Análise comportamental: entender o padrão para mudar o que se repete

Nem toda repetição se resolve na base da força de vontade. A análise comportamental ajuda a enxergar, com método, o que dispara, o que mantém e o que pode interromper os circuitos que hoje rodam no automático — na sua vida e, também, dentro das organizações.

O que é

Enxergar o padrão enquanto ele acontece

A análise comportamental é uma forma estruturada de observar o que você faz — e o que acontece logo antes e logo depois. Em vez de parar na intenção ("eu preciso deixar de agir assim"), nós mapeamos juntas(os): qual comportamento se repete, o que costuma dispará-lo, em que contextos ele ganha força e quais consequências o mantêm vivo.

É aqui que ela conversa com a psicanálise, sem competir com ela. A psicanálise olha a raiz: a história, os vínculos, aquilo que se repete sem que você saiba bem por quê. A análise comportamental olha o padrão em ação: o circuito concreto que acontece na terça-feira à noite, quando a angústia aperta e a mão vai sozinha até o telefone. Uma dá profundidade; a outra dá nitidez.

Juntas, elas transformam o "eu sou assim" em "eu faço assim — e posso, aos poucos, fazer diferente".

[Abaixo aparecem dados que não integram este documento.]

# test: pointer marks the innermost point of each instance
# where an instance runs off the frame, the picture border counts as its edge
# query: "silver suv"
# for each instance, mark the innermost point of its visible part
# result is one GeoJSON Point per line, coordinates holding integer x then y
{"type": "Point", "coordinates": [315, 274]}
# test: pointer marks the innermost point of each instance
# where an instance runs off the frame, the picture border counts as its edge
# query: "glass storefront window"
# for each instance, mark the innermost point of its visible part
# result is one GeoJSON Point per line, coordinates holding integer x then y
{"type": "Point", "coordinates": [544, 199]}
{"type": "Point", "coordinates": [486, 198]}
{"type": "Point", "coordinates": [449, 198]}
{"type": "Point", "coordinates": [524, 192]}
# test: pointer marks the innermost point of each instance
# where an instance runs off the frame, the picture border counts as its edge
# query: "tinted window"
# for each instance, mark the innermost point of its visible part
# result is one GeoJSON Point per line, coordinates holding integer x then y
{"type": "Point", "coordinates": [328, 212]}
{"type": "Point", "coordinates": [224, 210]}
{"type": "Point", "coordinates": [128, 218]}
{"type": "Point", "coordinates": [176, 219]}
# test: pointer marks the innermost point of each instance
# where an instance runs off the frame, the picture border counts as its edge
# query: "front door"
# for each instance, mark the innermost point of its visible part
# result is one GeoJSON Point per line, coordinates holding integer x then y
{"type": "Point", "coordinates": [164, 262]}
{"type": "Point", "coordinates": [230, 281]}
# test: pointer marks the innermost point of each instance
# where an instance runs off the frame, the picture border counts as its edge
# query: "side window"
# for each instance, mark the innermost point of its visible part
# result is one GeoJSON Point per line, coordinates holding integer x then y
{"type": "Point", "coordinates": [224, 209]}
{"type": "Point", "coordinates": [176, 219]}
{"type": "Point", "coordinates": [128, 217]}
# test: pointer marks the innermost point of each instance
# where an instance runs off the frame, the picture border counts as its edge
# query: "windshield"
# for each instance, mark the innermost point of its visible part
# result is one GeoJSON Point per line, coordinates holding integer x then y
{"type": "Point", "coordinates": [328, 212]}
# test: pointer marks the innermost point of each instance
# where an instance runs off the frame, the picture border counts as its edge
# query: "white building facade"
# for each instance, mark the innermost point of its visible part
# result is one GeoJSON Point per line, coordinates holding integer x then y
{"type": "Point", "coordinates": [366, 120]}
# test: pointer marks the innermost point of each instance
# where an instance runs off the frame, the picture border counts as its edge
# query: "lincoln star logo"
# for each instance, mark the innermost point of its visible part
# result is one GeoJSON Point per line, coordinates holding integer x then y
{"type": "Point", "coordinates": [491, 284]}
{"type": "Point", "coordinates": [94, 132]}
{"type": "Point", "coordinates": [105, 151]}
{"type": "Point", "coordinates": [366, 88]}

Para ser honesta com você: mapear não é se vigiar, se policiar nem virar um projeto de perfeição. É ganhar clareza sobre o que hoje acontece no automático — com curiosidade, e não com julgamento.

O que mapeamos juntas(os)

  • Comportamentos: o que você faz de fato — a mensagem enviada de madrugada, o "sim" que queria ser "não", o hábito que alivia na hora e cobra caro depois.
  • Gatilhos: o que acontece imediatamente antes — o silêncio do outro, uma crítica no trabalho, o domingo à noite, uma foto nas redes.
  • Contextos: onde, quando e com quem o padrão aparece com mais força — e em que situações ele quase não aparece. Essa diferença diz muito.
  • Consequências: o que o comportamento produz — o alívio imediato que o sustenta e o custo emocional que chega na sequência.
  • Alternativas possíveis: respostas novas, pequenas e realistas para experimentar na vida real, no seu ritmo, entre uma sessão e outra.
Onde aplico

Dois territórios, o mesmo olhar

O método que ajuda uma pessoa a interromper um ciclo de autossabotagem é o mesmo que ajuda uma empresa a enxergar os comportamentos que adoecem — ou protegem — as suas equipes.

Na clínica

No consultório, o mapeamento comportamental entra a serviço da sua análise: dá contorno concreto ao que a escuta vai revelando — especialmente quando o assunto é término, dependência emocional e os ciclos que insistem em voltar.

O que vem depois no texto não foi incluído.